Code obfuscation is the act of making the executable as difficult for a hacker to understand as possible.

image To obfuscate means to make obscure or unclear.

The logic is simple. The easier it is for a hacker to understand how your code works, the easier it will be for the hacker to figure out vulnerabilities.

The single easiest step you can take is to make sure that you only ever distribute a Release version of your program that does not include debug symbol information. When you first create the project file, be sure to select that both a Debug and a Release version should be created, as shown in Figure 30-1. The only real difference between these two is the compiler switches: The Debug version includes the -g switch, which tells the compiler to include symbol table information in the executable file. This symbol information tells the debugger where each line of code is located within the executable and where each variable is stored. This information is necessary in order to set break points and display the value of variables. But if this information is available in the version distributed to customers, then the hacker will be given a blue print to each line of your source code.

image

Figure 30-1: The wizard used to create programs allows you to create both a Debug and a Release version of the project.

The Release version of Code::Blocks does not include the gcc -g switch, so no symbol information is included in its executable.
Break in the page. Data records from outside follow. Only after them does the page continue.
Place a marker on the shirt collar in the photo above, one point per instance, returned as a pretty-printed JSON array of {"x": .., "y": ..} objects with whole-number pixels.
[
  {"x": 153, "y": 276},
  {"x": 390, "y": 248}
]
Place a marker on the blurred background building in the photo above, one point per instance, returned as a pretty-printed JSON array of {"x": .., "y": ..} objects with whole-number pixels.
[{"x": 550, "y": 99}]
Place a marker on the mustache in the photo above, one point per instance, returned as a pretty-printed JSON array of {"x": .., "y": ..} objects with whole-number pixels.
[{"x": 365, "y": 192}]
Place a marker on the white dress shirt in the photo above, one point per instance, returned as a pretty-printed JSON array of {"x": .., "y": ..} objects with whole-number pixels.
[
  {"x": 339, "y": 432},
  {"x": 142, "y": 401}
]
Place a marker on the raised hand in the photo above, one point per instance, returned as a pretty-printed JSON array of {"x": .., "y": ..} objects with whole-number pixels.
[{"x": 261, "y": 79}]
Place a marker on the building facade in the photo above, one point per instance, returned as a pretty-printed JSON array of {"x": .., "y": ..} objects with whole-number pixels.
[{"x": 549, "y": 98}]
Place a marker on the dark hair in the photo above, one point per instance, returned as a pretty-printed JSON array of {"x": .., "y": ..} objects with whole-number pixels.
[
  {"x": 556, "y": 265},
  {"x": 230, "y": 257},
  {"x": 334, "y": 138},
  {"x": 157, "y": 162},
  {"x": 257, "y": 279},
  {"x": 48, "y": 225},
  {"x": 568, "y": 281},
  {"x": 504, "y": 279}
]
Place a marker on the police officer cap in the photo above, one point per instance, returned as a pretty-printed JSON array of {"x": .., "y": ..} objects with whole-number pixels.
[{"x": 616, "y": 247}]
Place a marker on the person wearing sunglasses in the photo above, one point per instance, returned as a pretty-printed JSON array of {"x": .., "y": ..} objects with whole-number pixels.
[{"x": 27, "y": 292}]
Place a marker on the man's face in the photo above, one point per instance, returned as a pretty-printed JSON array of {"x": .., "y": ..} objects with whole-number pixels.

image The Release version may also include enhanced code optimizations to generate faster or smaller executable files via one of the various gcc -O switches.

image You can add a Release version to an existing project in Code::Blocks by selecting Project⇒Properties and then selecting the Build Targets tab to reveal a dialog box like that shown in Figure 30-2. Select Add and fill in the name of the new target. Make sure that the settings in this top-level dialog box match the Debug settings (for example, make sure that the type is Console Application and that the target executable and object directories are filled in). Then select Build options and make sure that the Release target does not have the -g compiler switch set.

image

Figure 30-2: You can add a new build target from the Project⇒Properties window.
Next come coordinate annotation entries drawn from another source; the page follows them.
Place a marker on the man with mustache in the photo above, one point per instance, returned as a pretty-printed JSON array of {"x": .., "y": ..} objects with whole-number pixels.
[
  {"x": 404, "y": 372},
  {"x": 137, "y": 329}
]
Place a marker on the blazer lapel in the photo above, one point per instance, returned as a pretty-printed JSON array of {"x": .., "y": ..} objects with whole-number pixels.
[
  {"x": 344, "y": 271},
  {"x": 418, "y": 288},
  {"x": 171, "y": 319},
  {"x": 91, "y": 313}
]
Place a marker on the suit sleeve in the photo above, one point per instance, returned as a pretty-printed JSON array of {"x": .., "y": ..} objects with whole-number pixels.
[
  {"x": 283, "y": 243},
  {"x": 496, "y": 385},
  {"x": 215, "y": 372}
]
You will need to build the Debug version during Unit Test and Debug; but before final test and release, you should tell Code::Blocks to generate the Release version of the program by selecting Build⇒Select Target⇒Release⇒Build⇒Rebuild. To keep things straight, Code::Blocks puts the Release executable in a separate target directory.

image Never, ever, distribute versions of your application with symbol information included.

You should always endeavor to make your source code as simple, clean, and clear as you possibly can. However, you can purchase a commercial code obfuscator that mangles your program to make it more difficult to reverse engineer. Some obfuscators work on the machine code, and some work at the source level, generating a C++ program from your C++ that even you would be hard pressed to follow. The critical thing about any obfuscator is that while it makes the code more difficult for a human to follow, it does not change the meaning of the code in any way.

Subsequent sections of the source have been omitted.